Der Kasten Bier in der Kabine war leer, und niemand wollte etwas getrunken haben. "Das waren die Jungs, die zur Dopingkontrolle sind", sagte Torschütze Jermaine Jones nach dem 1:1 (1:1) von Schalke 04 bei Galatasaray Istanbul und schmunzelte. Klaas-Jan Huntelaar hatte den zuletzt leidgeprüften Sportvorstand Horst Heldt in Verdacht: "Vielleicht hat der Horst alles leer getrunken."
Beim Krisenklub blühte nach dem Achtelfinalhinspiel in der Champions League der Flachs. Es wurde gescherzt, gelacht - und sogar ein bisschen gefeiert. "Natürlich haben wir was zu feiern", sagte Jones, der mit seinem Tor (45.) die arg gebeutelten Königsblauen vom Viertelfinale und weiteren Millioneneinnahmen träumen ließ. Allerdings fehlt der US-Nationalspieler nach seiner dritten Gelben Karte im Rückspiel am 12. März.
Auch wenn wieder kein Sieg gelang und die Gelsenkirchener mittlerweile in den letzten 13 Pflichtspielen nur einmal gewannen, durfte sich vor allem einer als Gewinner fühlen: Trainer Jens Keller.
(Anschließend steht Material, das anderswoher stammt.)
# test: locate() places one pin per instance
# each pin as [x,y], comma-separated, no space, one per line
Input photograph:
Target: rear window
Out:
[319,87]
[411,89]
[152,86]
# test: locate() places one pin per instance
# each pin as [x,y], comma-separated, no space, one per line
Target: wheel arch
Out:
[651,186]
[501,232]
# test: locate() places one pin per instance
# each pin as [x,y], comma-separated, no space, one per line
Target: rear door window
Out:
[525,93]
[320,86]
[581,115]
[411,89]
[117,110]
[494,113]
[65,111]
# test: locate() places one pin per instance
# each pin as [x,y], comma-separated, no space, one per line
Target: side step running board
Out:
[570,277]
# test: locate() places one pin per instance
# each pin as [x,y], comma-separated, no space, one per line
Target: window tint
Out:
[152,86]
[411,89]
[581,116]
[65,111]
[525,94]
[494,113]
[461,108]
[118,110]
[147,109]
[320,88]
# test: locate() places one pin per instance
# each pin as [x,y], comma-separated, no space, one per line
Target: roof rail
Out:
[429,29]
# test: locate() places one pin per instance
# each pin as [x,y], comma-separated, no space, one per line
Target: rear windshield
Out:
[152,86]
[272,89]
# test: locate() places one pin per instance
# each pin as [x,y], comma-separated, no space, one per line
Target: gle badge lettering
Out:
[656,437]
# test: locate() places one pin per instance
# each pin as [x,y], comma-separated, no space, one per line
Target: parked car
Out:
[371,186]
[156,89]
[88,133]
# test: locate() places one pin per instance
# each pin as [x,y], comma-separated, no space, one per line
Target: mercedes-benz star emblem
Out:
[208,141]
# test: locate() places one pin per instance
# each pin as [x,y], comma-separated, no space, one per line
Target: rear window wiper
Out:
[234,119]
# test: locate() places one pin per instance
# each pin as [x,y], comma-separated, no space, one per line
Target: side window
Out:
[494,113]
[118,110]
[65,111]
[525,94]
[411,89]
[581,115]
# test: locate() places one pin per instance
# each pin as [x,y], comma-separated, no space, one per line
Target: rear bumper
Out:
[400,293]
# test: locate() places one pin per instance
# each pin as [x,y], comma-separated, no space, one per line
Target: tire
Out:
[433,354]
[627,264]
Der umstrittene Nachfolger von Huub Stevens, der bislang so wenig neue Akzente gesetzt hatte, machte in seinem ersten Spiel in der Königsklasse alles richtig.
In der Mannschaftssitzung vor der Abfahrt aus dem Hotel spielte er 45 Sekunden lang die ohrenbetäubende Klangkulisse der Türk Telekom Arena ein. "Man konnte die Stereoanlage ja nicht so laut aufdrehen, wie es in Wirklichkeit war", sagte Jones: "Es war eine gute Idee." So blieben die Schalker nach dem frühen 0:1 durch Burak Yilmaz (12.) cool, als die Trommelfelle zu platzen drohten.
Kolasinac schüttelt sich und macht eine klasse Partie
Und Keller brachte den unerfahrenen Sead Kolasinac für den seit Wochen indisponierten österreichischen Nationalspieler Christian Fuchs auf der linken Abwehrseite. Der 19-Jährige dankte es ihm - unter anderem gegen Champions-League-Sieger Didier Drogba - mit einer fehlerfreien, kämpferisch herausragenden Leistung. Obwohl ihm zwischendurch der Durchblick fehlte. "Er ist in der ersten Halbzeit mit Drogba zusammengeknallt und hat alles ein bisschen verschwommen gesehen", berichtete Keller: "In der Halbzeit hat er sich zwei-, dreimal geschüttelt und dann durchgespielt."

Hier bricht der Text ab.